If you want reliable agents, you need to apply the same rigor to their memory that you apply to your transaction logs:
- Sanitization: Don’t just append every user interaction to the history. Clean it.
- Access control: Ensure the agent’s “memory” respects the same row-level security (RLS) policies as your application database. An agent shouldn’t “know” about Q4 financial projections just because it ingested a PDF that the user isn’t allowed to see.
- Ephemeral state: Don’t let agents remember forever. Long contexts increase the surface area for hallucinations. Wipe the slate clean often.
My Oracle colleague Richmond Alake calls this emerging discipline “memory engineering” and, as I’ve covered before, frames it as the successor to prompt or context engineering. You can’t just add more tokens to a context window to improve a prompt. Instead, you must create a “data-to-memory pipeline that intentionally transforms raw data into structured, durable memories: short term, long term, shared, and so on.”

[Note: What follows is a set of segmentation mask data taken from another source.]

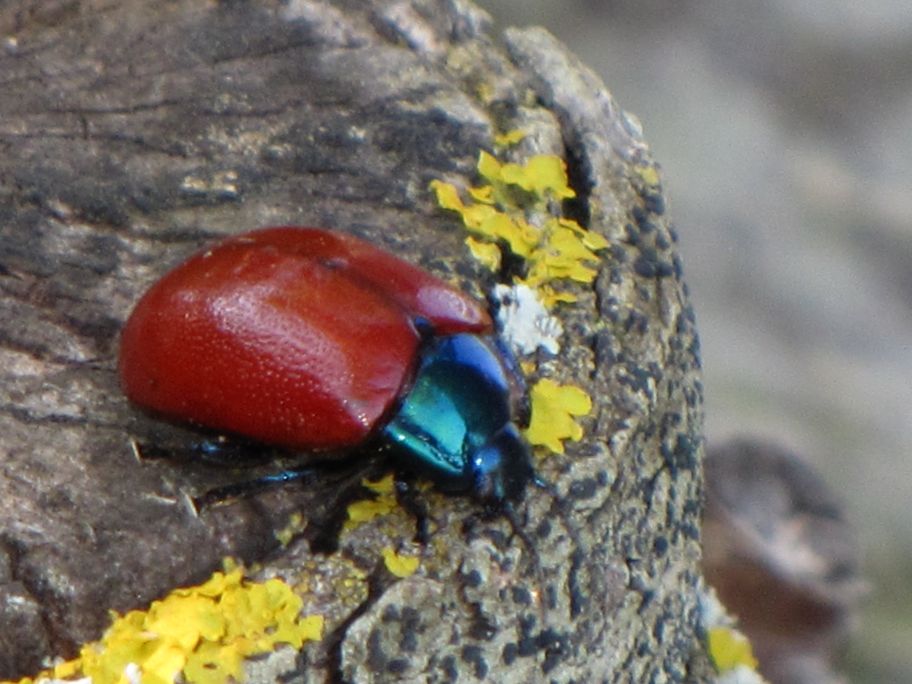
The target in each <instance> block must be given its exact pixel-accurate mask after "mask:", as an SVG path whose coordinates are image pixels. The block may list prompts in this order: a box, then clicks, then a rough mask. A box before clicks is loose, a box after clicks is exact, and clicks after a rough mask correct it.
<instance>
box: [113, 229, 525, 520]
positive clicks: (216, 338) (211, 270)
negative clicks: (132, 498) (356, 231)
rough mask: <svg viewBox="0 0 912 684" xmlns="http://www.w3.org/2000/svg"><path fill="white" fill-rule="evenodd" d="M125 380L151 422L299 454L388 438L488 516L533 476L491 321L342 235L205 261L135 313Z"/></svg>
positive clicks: (515, 400) (309, 237)
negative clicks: (154, 414) (519, 428)
mask: <svg viewBox="0 0 912 684" xmlns="http://www.w3.org/2000/svg"><path fill="white" fill-rule="evenodd" d="M118 365H119V375H120V380H121V385H122V388H123V390H124V393H125V394H126V396H127V398H128V399H130V400H131V401H132V402H133V403H134V404H135V405H137V406H139V407H140V408H142V409H145V410H147V411H150V412H152V413H155V414H158V415H161V416H163V417H165V418H168V419H172V420H177V421H182V422H189V423H192V424H195V425H198V426H201V427H204V428H209V429H213V430H216V431H220V432H227V433H231V434H234V435H238V436H241V437H245V438H252V439H253V440H257V441H259V442H262V443H265V444H269V445H274V446H278V447H281V448H284V449H288V450H295V451H299V450H305V451H310V452H327V453H329V452H332V453H336V452H339V451H340V450H352V449H354V448H355V447H358V446H361V445H363V444H365V443H366V442H369V441H371V440H374V439H376V440H378V441H379V442H380V444H381V445H383V447H384V448H386V449H388V450H389V451H391V452H392V453H393V454H394V456H395V457H396V458H397V459H398V460H399V462H400V463H401V464H403V465H404V466H405V467H406V468H407V469H409V470H411V471H415V472H417V473H418V474H421V475H424V476H426V477H428V478H430V479H431V480H432V481H433V482H434V483H435V485H436V486H437V487H438V488H439V489H441V490H443V491H445V492H451V493H457V494H468V495H471V496H472V497H474V498H475V499H476V500H477V501H479V502H480V503H482V504H483V505H484V506H485V507H486V508H487V509H489V510H503V509H504V508H505V507H508V506H509V504H510V502H512V501H516V500H519V499H520V498H521V497H522V495H523V492H524V490H525V488H526V485H527V484H528V483H529V481H530V480H532V479H533V477H534V474H533V468H532V465H531V459H530V455H529V449H528V447H527V445H526V444H525V442H524V441H523V439H522V437H521V435H520V432H519V429H518V428H517V426H516V423H515V422H514V420H513V415H514V413H515V412H516V404H517V399H516V395H517V389H516V388H517V382H516V374H517V371H515V366H514V365H512V364H511V362H510V361H509V360H508V359H507V358H506V357H505V355H504V352H503V350H502V349H501V348H500V347H499V346H498V344H497V342H496V341H495V339H494V337H493V326H492V322H491V319H490V317H489V315H488V313H487V311H486V310H485V309H484V308H483V307H481V306H480V305H479V304H478V303H477V302H475V301H474V300H473V299H471V298H470V297H468V296H467V295H465V294H464V293H462V292H460V291H459V290H457V289H455V288H454V287H452V286H450V285H449V284H447V283H445V282H444V281H442V280H440V279H439V278H437V277H435V276H433V275H431V274H429V273H427V272H426V271H424V270H422V269H420V268H418V267H416V266H414V265H413V264H410V263H409V262H407V261H404V260H402V259H400V258H398V257H396V256H394V255H392V254H390V253H389V252H386V251H384V250H382V249H380V248H378V247H376V246H374V245H372V244H370V243H369V242H366V241H364V240H361V239H359V238H357V237H354V236H352V235H349V234H346V233H343V232H338V231H330V230H326V229H321V228H301V227H291V226H285V227H275V228H262V229H258V230H254V231H251V232H247V233H243V234H239V235H235V236H232V237H229V238H227V239H224V240H223V241H221V242H219V243H217V244H215V245H214V246H211V247H209V248H206V249H204V250H202V251H201V252H199V253H197V254H196V255H194V256H192V257H191V258H189V259H188V260H187V261H185V262H183V263H181V264H179V265H178V266H177V267H175V268H174V269H173V270H171V271H170V272H168V273H167V274H165V275H164V276H163V277H162V278H161V279H160V280H158V281H157V282H156V283H155V284H153V285H152V287H151V288H150V289H149V290H148V291H147V292H146V293H145V294H144V295H143V297H142V298H141V299H140V300H139V302H138V303H137V304H136V306H135V308H134V310H133V312H132V313H131V315H130V317H129V319H128V320H127V322H126V324H125V326H124V328H123V331H122V334H121V343H120V356H119V364H118Z"/></svg>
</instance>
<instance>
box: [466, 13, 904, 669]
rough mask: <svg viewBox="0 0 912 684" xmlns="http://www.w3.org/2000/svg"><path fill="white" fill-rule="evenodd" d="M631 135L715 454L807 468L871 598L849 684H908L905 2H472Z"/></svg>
mask: <svg viewBox="0 0 912 684" xmlns="http://www.w3.org/2000/svg"><path fill="white" fill-rule="evenodd" d="M478 2H479V4H480V5H482V6H483V7H485V8H486V9H487V10H488V11H490V12H491V13H492V14H493V15H494V16H495V18H496V20H497V22H498V24H499V25H500V26H501V27H503V26H508V25H517V26H523V25H530V24H539V25H542V26H545V27H546V28H548V29H549V30H551V31H552V32H553V33H554V34H556V35H557V36H558V37H559V38H560V39H561V40H562V41H563V42H565V43H566V44H567V45H569V46H570V47H571V48H572V50H573V51H574V52H575V53H576V54H577V55H578V56H579V57H580V58H581V59H582V60H583V61H584V62H586V63H587V64H588V65H589V66H591V67H592V68H593V69H595V70H596V71H598V72H599V73H600V75H601V76H602V79H603V80H604V82H605V84H606V85H607V87H608V89H609V90H610V91H611V92H612V94H613V95H614V97H615V98H616V99H617V101H618V102H619V103H620V105H621V106H622V107H624V108H625V109H627V110H628V111H631V112H633V113H635V114H636V115H637V116H638V117H639V118H640V120H641V121H642V122H643V125H644V128H645V132H646V138H647V140H648V141H649V142H650V144H651V146H652V149H653V153H654V155H655V158H656V159H657V160H658V161H659V162H660V163H661V164H662V166H663V168H664V170H665V188H666V191H667V193H668V196H669V198H670V200H671V216H672V218H673V219H674V221H675V224H676V225H677V227H678V230H679V233H680V235H681V250H682V252H683V256H684V264H685V273H686V276H687V281H688V283H689V285H690V288H691V294H692V297H693V301H694V304H695V307H696V310H697V318H698V325H699V330H700V333H701V337H702V343H703V360H704V367H705V382H706V417H707V424H706V434H707V437H708V440H709V442H710V443H713V442H721V441H723V440H725V439H726V438H728V437H730V436H733V435H739V434H745V433H746V434H750V435H754V436H759V437H762V438H767V439H770V440H772V441H773V442H776V443H779V444H781V445H783V446H784V447H786V448H788V449H790V450H793V451H795V452H797V453H799V454H802V455H803V456H805V457H806V458H807V460H808V461H809V462H810V463H811V464H813V466H814V467H815V468H816V469H817V470H818V471H819V472H820V473H821V475H822V477H823V478H824V479H825V480H826V482H827V483H828V484H829V485H830V487H832V488H833V490H835V491H836V492H837V494H838V495H839V496H840V497H841V498H842V500H843V501H844V502H845V504H846V506H847V511H848V516H849V517H850V519H851V520H852V521H853V522H854V524H855V525H856V528H857V530H858V538H859V541H860V543H861V545H862V549H863V558H864V573H865V576H866V577H867V579H868V581H869V582H870V584H871V589H872V591H871V593H870V594H869V596H868V598H867V600H866V601H865V603H864V610H863V621H862V623H861V625H860V628H859V630H858V631H857V633H856V635H855V638H854V640H853V642H852V645H851V648H850V651H849V653H848V658H847V660H846V663H845V670H846V672H847V673H848V674H849V676H850V678H851V680H852V681H856V682H912V589H910V586H912V501H910V500H912V458H910V457H912V419H910V416H912V2H909V0H867V1H866V2H858V1H857V0H827V1H826V2H824V1H823V0H768V1H767V2H763V3H748V2H730V1H728V0H700V1H697V0H694V1H687V0H478Z"/></svg>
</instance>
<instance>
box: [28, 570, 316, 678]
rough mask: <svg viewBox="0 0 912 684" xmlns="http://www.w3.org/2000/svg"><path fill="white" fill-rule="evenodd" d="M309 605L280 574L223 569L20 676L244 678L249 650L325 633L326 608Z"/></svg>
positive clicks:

The rebellion against robot drivel
Finally, we need to talk about the user. One reason Breunig cites for the failure of internal agent pilots is that employees simply don’t like using them. A big part of this is what I call the rebellion against robot drivel. When we try to replace human workflows with fully autonomous agents, we often end up with verbose, hedging, soulless text, and it’s increasingly obvious to the recipient that AI wrote it, not you. And if you can’t be bothered to write it, why should they bother to read it?